Afortunadamente el oficial de migraciones estaba en un buen -¿o mal? día y
después de un extenso interrogatorio pasa al próximo nivel. El primer escollo
está salvado.
Gran alivio gran.
Ahora vendrán ocho horas de
viaje hasta Ezeiza, serán horas a bordo de un 747 en el que, apoltronado en su butaca del pasillo, Luccone
abría reiteradamente su attache y lo rociaba copiosamente con Opium YSL –su
fragancia predilecta- hasta el desembarco en tierra patria…
Allí nos espera el verdadero
filtro. Me dirijo a la fila “Nada para declarar” y salgo airoso ante el cálido
recibimiento del agente aduanero. El compañero Quique también pasa
exitosamente.
Es una hermosa mañana de
sábado y atravesamos las puertas de salida buscando un confortable remís...
La vuelta depara días de
vida agitada. Sin haber meditado previamente en las vicisitudes que acarrearía
el deshacerme de tamaño cargamento –finalmente habría de resultar poco mas de
un kilo y medio (y no dos...) que dividimos en partes iguales...

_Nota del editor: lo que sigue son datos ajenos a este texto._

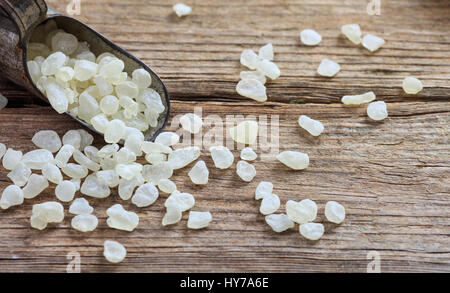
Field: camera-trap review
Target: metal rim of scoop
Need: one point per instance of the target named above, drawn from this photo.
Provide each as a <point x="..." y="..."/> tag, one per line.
<point x="148" y="135"/>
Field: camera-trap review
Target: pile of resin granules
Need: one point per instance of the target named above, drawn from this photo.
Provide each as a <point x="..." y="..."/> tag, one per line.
<point x="97" y="90"/>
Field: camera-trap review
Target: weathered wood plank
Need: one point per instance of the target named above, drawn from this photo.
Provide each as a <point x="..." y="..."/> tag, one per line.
<point x="393" y="177"/>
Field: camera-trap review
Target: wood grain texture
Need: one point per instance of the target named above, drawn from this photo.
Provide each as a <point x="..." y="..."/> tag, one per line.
<point x="393" y="177"/>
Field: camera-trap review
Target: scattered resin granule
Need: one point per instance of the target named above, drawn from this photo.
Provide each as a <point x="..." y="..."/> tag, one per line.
<point x="334" y="212"/>
<point x="279" y="222"/>
<point x="377" y="110"/>
<point x="294" y="160"/>
<point x="352" y="32"/>
<point x="114" y="252"/>
<point x="412" y="85"/>
<point x="328" y="68"/>
<point x="312" y="231"/>
<point x="181" y="9"/>
<point x="269" y="204"/>
<point x="314" y="127"/>
<point x="199" y="220"/>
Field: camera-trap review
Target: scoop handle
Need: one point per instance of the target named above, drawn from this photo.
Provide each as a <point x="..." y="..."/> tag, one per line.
<point x="24" y="13"/>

De golpe me veo atendiendo
un “kiosko” para un público invasivo que no respeta horarios ni límites cuando
trata de procurar su dosis. Me siento en un submundo indeseable en el que la
sórdida densidad que reina impregna cada gesto.
Sin embargo –quizás cebado
por el ingreso de guita fácil- acepto una “invitación” del Ferchu para un nuevo
viaje –esta vez a Santa Cruz de la
Sierra , Bolivia- y hacia allá me dirijo el 16 de mayo para
regresar en cuatro días –esta vez con el peso correcto y sin mayores
contratiempos- con otro kilo en el estuche de mi flauta (aquella que me
acompañara en el metro catalán...)
Otra vez al ruedo y al
“kiosko” indeseado, pero ahora con más experiencia en el tema, manejando mejor la
situación, poniendo límites: “sofisticando” la actuación monto un personaje de
“dealer-dandy-chic” que, ataviado al uso new-wave ochentoso despachaba sus
raciones desde Shams –boliche nocturno en el que disponía de un rincón
exclusivo con mesita personal y frapera de champagne ad-hoc… (y buehhh, quien
no tuvo su fantasía little Italy; la mía, a la “façon de Marseille”).